Deciphera believes that the best route to enable all patients to access medicines is through the established applicable regulatory approval process and commercial availability of that medicine. However, Expanded Access Programs (EAP) provide a pathway to gain access to investigational medicines for patients who are facing serious and life-threatening circumstances for treatment outside of clinical trials when no comparable or satisfactory alternative therapy options are available but their physician feels they should still try the investigational medicine. As part of our sustained commitment to patients, Deciphera may be able to provide access to an investigational medicine, under certain limited conditions, through our EAP.
Deciphera’s main objective when initiating an EAP is to equitably serve the patient community with compassion and dignity. Deciphera aims to accomplish this by thoughtfully balancing requests for treatment with the need to protect patient safety and ensure ethical and compliant access to the medicine.

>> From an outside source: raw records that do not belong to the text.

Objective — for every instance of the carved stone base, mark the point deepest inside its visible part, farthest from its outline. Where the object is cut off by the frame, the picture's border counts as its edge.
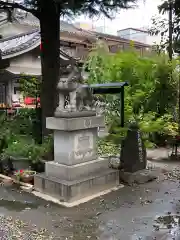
(68, 114)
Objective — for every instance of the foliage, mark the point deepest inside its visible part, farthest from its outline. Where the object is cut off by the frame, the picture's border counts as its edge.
(107, 148)
(160, 26)
(17, 136)
(150, 98)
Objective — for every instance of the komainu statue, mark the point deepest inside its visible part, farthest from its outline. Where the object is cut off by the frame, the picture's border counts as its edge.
(74, 100)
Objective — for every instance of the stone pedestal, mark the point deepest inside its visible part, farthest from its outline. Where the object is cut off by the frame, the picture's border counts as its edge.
(76, 171)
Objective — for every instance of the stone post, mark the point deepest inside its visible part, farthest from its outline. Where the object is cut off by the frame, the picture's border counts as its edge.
(76, 171)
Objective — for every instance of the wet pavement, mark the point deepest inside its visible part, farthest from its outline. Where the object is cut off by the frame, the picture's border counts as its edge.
(145, 212)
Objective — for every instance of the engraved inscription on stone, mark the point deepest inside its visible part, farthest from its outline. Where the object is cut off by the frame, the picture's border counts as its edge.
(83, 145)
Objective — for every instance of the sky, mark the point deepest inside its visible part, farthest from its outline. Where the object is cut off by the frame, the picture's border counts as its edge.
(137, 18)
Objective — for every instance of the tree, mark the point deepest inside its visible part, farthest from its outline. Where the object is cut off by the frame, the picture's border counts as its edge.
(150, 97)
(49, 12)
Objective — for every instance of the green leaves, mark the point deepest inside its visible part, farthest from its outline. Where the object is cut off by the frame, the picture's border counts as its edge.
(150, 98)
(30, 86)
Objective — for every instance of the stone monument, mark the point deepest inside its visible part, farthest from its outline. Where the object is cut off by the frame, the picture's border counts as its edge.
(76, 171)
(134, 160)
(133, 151)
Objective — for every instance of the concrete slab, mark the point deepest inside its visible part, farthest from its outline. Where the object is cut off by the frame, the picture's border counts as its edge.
(70, 191)
(74, 172)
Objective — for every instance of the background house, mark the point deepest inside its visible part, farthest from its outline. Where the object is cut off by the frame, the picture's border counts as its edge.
(20, 49)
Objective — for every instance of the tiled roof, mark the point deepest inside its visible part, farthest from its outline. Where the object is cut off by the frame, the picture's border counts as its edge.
(17, 45)
(119, 39)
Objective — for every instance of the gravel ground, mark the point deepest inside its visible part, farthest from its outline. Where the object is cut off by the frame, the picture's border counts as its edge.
(127, 214)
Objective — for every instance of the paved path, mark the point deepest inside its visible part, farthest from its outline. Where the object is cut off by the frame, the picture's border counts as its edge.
(127, 214)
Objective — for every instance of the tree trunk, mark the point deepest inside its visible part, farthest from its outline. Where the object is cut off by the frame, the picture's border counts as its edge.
(50, 61)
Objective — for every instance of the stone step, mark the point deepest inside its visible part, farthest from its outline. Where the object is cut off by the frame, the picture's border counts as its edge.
(74, 172)
(70, 191)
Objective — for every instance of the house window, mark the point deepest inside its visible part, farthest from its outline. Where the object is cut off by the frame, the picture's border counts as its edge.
(17, 90)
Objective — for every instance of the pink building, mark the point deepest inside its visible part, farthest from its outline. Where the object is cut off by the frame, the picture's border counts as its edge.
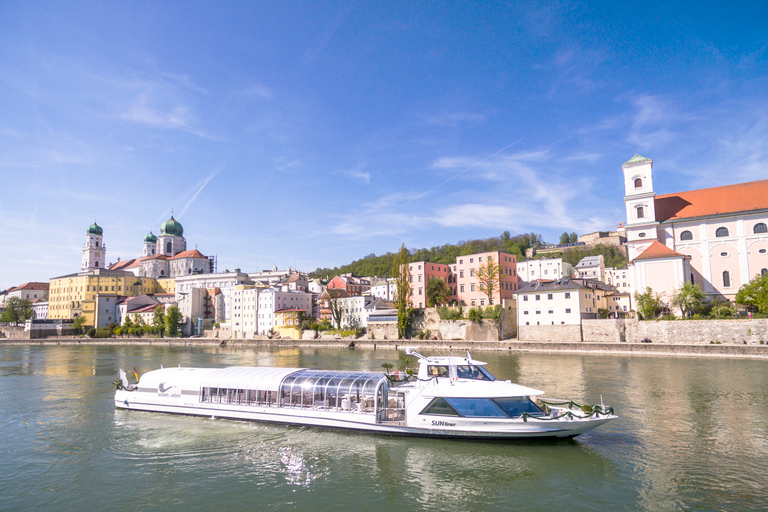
(423, 271)
(461, 278)
(468, 290)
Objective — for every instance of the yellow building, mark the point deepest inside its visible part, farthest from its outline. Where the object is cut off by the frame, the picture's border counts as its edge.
(289, 322)
(75, 294)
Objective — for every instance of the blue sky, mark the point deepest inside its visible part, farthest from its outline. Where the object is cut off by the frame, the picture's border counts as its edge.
(310, 134)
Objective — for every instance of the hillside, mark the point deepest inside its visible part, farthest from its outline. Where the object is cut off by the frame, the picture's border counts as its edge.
(381, 266)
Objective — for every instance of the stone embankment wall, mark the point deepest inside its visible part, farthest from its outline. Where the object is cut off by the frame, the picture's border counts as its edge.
(13, 333)
(681, 332)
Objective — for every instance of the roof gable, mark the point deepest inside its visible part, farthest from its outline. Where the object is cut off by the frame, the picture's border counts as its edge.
(741, 197)
(658, 250)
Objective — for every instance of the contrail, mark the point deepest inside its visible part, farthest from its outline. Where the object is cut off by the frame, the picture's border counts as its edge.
(200, 189)
(465, 170)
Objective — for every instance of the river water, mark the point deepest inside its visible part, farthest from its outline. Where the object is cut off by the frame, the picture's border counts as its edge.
(692, 434)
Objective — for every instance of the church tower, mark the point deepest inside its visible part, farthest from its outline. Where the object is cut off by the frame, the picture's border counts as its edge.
(94, 250)
(171, 240)
(639, 201)
(150, 245)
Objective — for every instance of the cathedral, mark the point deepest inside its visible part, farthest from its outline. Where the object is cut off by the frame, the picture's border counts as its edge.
(162, 257)
(716, 237)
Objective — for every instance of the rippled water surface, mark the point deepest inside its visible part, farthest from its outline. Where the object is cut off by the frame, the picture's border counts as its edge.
(691, 436)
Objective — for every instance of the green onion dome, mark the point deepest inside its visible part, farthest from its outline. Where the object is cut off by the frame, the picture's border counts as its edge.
(171, 227)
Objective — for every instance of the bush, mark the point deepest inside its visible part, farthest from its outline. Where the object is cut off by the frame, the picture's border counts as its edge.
(475, 315)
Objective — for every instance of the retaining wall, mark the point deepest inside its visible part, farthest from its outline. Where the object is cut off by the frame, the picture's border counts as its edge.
(678, 332)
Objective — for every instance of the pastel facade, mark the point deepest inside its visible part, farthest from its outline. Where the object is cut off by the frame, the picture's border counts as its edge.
(461, 278)
(74, 294)
(421, 272)
(351, 284)
(565, 301)
(544, 268)
(720, 234)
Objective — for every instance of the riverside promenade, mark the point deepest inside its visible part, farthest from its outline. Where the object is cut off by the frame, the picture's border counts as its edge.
(456, 346)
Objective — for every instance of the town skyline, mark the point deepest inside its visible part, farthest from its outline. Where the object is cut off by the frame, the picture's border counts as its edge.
(310, 137)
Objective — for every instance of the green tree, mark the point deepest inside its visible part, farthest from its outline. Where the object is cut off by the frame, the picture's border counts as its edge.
(159, 316)
(402, 298)
(337, 312)
(489, 276)
(16, 311)
(754, 294)
(688, 298)
(172, 321)
(78, 323)
(648, 303)
(437, 292)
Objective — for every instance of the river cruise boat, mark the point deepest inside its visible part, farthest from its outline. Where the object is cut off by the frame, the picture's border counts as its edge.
(449, 396)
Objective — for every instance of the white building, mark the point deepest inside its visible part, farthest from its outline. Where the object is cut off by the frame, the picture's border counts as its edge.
(356, 309)
(715, 237)
(591, 267)
(544, 268)
(620, 278)
(271, 300)
(384, 289)
(564, 301)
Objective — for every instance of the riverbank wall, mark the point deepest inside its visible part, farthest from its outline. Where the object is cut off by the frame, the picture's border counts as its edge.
(458, 347)
(632, 330)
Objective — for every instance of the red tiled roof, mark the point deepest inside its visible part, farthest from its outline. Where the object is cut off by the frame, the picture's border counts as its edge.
(194, 253)
(658, 250)
(120, 265)
(29, 286)
(713, 201)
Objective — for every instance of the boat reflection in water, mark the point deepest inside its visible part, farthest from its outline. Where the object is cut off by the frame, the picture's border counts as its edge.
(450, 397)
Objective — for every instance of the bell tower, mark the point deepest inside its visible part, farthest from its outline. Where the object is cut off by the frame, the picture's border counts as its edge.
(94, 250)
(639, 201)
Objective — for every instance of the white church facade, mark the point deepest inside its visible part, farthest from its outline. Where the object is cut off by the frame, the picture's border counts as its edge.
(716, 237)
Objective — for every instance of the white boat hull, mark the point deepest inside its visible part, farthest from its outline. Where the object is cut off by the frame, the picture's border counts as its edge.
(466, 428)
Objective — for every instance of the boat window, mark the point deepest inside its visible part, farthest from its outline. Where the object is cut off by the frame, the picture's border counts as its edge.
(515, 406)
(438, 406)
(438, 371)
(482, 407)
(474, 372)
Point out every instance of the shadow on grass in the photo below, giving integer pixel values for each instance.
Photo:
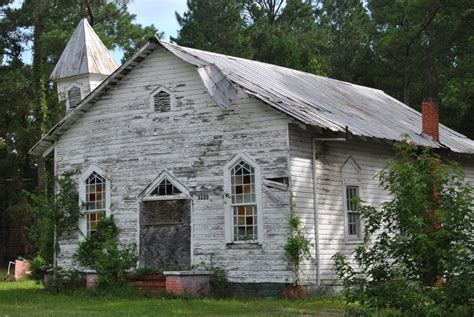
(28, 299)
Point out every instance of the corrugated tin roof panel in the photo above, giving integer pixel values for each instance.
(84, 54)
(310, 99)
(325, 102)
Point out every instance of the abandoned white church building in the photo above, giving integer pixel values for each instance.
(202, 157)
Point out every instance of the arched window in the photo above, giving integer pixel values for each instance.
(95, 201)
(94, 193)
(243, 186)
(161, 101)
(74, 97)
(351, 193)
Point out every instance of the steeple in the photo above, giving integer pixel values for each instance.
(83, 65)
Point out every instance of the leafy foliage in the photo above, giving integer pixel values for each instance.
(28, 101)
(101, 251)
(409, 49)
(54, 215)
(60, 280)
(297, 247)
(417, 251)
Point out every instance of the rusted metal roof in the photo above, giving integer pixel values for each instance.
(312, 100)
(324, 102)
(84, 54)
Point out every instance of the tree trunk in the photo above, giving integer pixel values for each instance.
(407, 78)
(41, 109)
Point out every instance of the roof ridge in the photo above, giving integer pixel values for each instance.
(270, 65)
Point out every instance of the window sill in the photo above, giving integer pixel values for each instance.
(244, 245)
(354, 240)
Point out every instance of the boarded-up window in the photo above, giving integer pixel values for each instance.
(74, 97)
(162, 101)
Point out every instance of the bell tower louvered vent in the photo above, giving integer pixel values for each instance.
(162, 101)
(74, 97)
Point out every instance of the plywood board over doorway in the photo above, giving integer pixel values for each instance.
(165, 234)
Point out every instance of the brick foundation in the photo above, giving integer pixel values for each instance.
(187, 282)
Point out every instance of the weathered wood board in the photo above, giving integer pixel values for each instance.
(165, 234)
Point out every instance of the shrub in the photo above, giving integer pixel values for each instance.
(416, 257)
(219, 282)
(297, 246)
(38, 266)
(60, 280)
(102, 252)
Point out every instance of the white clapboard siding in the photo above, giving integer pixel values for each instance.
(194, 140)
(301, 184)
(371, 157)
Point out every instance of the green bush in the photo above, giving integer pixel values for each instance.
(219, 282)
(38, 266)
(297, 246)
(60, 280)
(101, 251)
(416, 257)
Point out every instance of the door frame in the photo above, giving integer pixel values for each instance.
(145, 195)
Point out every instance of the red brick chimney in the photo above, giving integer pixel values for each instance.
(430, 118)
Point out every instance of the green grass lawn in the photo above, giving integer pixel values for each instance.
(28, 299)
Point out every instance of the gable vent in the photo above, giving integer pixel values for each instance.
(162, 101)
(74, 97)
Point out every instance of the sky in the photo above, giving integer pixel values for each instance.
(161, 13)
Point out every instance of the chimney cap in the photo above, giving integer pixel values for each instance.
(429, 99)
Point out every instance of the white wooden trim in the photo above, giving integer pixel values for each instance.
(152, 102)
(228, 219)
(349, 181)
(145, 194)
(82, 196)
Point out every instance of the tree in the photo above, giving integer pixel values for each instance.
(416, 255)
(28, 101)
(55, 215)
(273, 31)
(215, 26)
(350, 34)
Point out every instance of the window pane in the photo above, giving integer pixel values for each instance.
(353, 218)
(243, 201)
(95, 192)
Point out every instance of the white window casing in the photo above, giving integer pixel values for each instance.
(74, 96)
(89, 211)
(161, 100)
(165, 186)
(243, 201)
(351, 187)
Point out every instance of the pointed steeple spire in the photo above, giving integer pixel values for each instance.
(84, 54)
(83, 65)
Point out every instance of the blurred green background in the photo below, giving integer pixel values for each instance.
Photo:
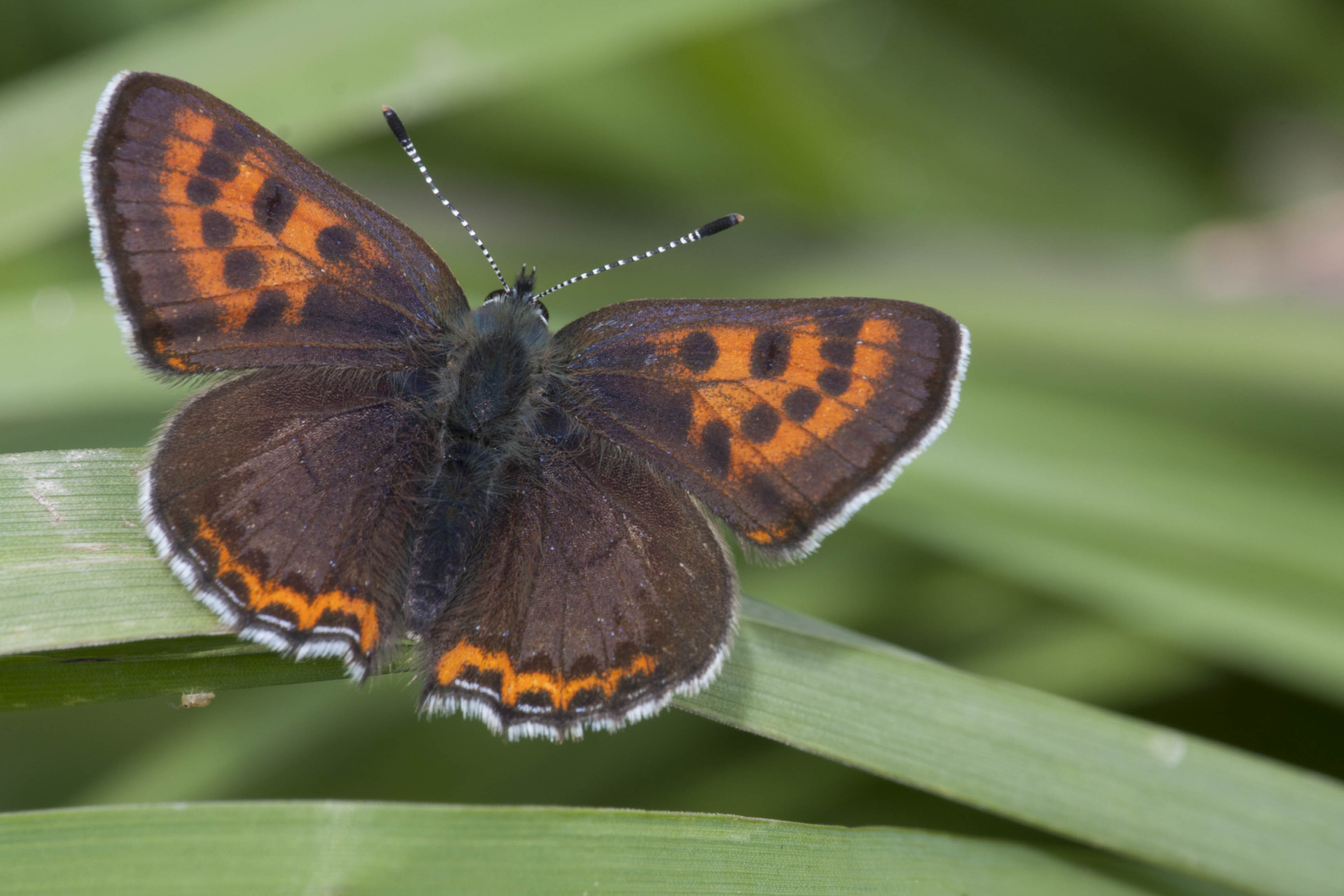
(1131, 205)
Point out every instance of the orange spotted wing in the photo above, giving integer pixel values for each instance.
(784, 417)
(287, 500)
(225, 249)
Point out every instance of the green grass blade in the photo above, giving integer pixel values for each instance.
(319, 73)
(1137, 789)
(76, 572)
(363, 848)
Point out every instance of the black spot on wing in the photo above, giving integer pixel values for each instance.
(800, 405)
(715, 438)
(698, 351)
(273, 206)
(336, 244)
(770, 354)
(761, 423)
(268, 311)
(218, 166)
(216, 229)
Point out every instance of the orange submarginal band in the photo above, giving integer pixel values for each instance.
(515, 684)
(308, 610)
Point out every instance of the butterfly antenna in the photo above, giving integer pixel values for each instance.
(699, 233)
(404, 139)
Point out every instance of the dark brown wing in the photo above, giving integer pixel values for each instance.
(225, 249)
(287, 500)
(599, 593)
(784, 417)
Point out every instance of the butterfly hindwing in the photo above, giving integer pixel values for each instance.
(600, 590)
(287, 500)
(225, 249)
(784, 417)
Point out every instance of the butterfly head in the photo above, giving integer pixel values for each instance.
(522, 295)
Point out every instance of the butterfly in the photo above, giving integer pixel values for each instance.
(535, 509)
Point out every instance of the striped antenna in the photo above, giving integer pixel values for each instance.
(699, 233)
(404, 139)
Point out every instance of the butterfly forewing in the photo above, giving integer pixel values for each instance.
(287, 500)
(783, 416)
(601, 590)
(226, 249)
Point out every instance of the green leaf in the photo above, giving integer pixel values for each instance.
(319, 73)
(76, 570)
(361, 848)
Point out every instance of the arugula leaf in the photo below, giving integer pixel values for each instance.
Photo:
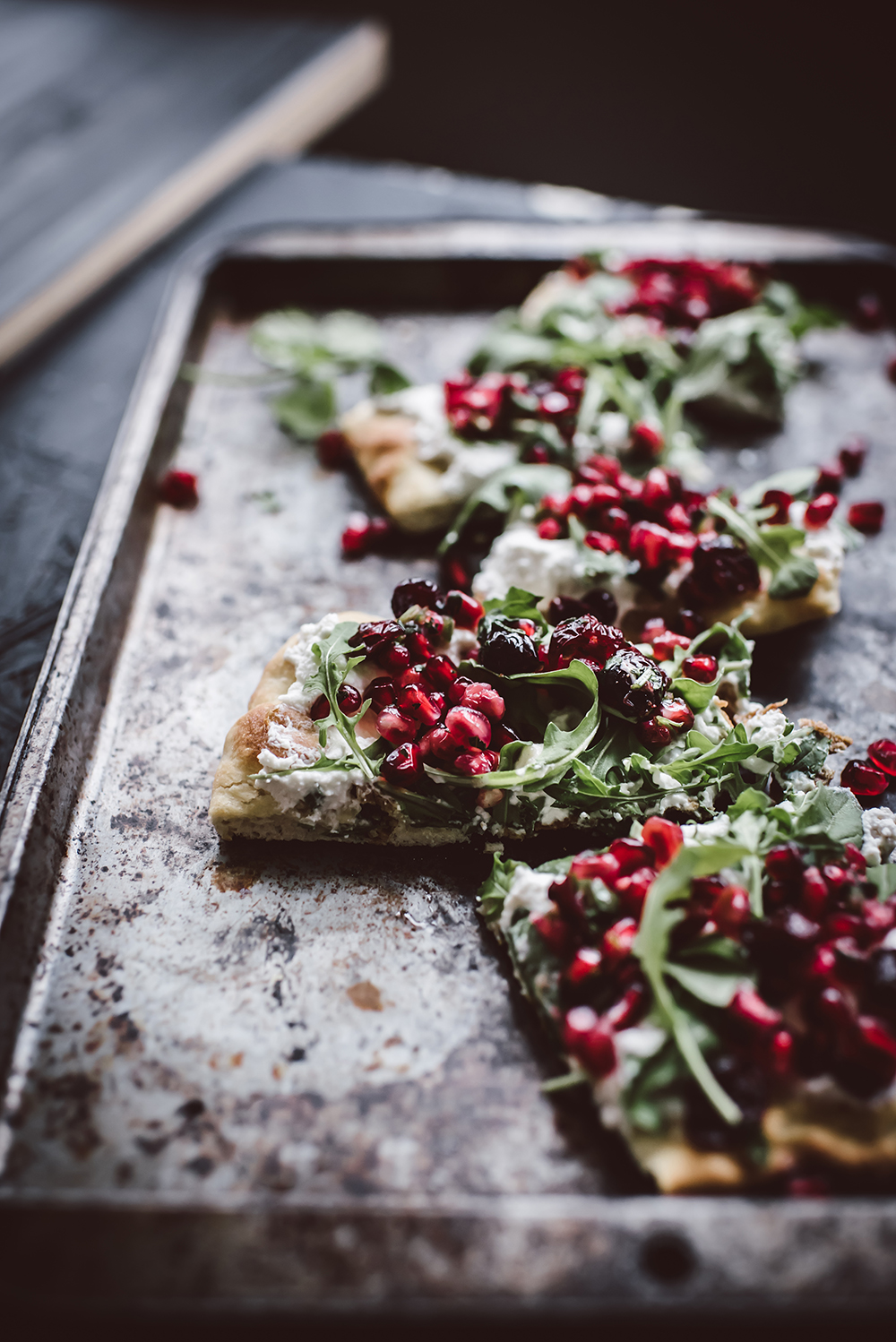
(791, 574)
(496, 887)
(521, 482)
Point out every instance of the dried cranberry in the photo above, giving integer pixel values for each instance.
(866, 517)
(349, 700)
(863, 779)
(589, 1042)
(781, 501)
(883, 753)
(633, 684)
(586, 638)
(421, 592)
(320, 709)
(663, 838)
(645, 441)
(178, 489)
(485, 698)
(463, 609)
(402, 768)
(829, 481)
(722, 569)
(469, 727)
(509, 651)
(820, 512)
(852, 454)
(333, 450)
(440, 673)
(703, 668)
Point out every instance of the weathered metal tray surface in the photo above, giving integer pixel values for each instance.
(307, 1058)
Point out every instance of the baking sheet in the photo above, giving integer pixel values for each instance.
(318, 1032)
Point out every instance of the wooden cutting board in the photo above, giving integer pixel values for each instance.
(118, 124)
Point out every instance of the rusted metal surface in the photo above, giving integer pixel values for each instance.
(307, 1056)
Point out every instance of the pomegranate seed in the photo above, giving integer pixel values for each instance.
(404, 767)
(677, 713)
(701, 668)
(618, 940)
(747, 1005)
(785, 862)
(645, 441)
(782, 1053)
(631, 855)
(421, 705)
(602, 542)
(583, 965)
(553, 929)
(653, 732)
(883, 753)
(333, 450)
(666, 644)
(178, 489)
(814, 892)
(442, 745)
(601, 865)
(589, 1042)
(820, 512)
(731, 910)
(320, 709)
(852, 454)
(485, 698)
(781, 501)
(871, 314)
(866, 517)
(463, 609)
(470, 765)
(632, 890)
(663, 838)
(469, 727)
(396, 727)
(349, 700)
(831, 479)
(863, 779)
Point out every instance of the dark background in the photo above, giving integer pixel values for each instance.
(777, 112)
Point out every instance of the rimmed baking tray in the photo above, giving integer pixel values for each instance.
(298, 1080)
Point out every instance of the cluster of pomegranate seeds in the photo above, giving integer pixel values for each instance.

Deciphera will only consider EAPs when the following conditions are met:
- The patient suffers from a serious or immediately life-threatening disease or condition.
- There are no other suitable treatment options and the patient is no longer responsive to, or able to tolerate, these therapies; or the patient has a relevant medical condition, that in the opinion of the physician, makes an approved agent unsuitable for the patient.
- The patient is not eligible or unable to participate in any ongoing clinical study of the investigational product.
- There is sufficient evidence indicating that the potential benefits of expanded access outweigh the collective potential risks to the patient (and such risks are not unreasonable in the context of the disease or condition to be treated).
When considering an EAP, Deciphera considers the following:
- The investigational product is in active clinical development in one or more clinical studies.
- There is sufficient clinical and safety data about use of the investigational drug to identify an appropriate dosing regimen and suitable formulation.
- A sufficient supply of the investigational product exists and can reasonably accommodate the likely duration of treatment for the patient, considering the needs of clinical trials and other patients in treatment.
- Expanded access to the investigational product will not compromise or interfere with clinical development of the product, including the initiation, conduct or completion of clinical trials.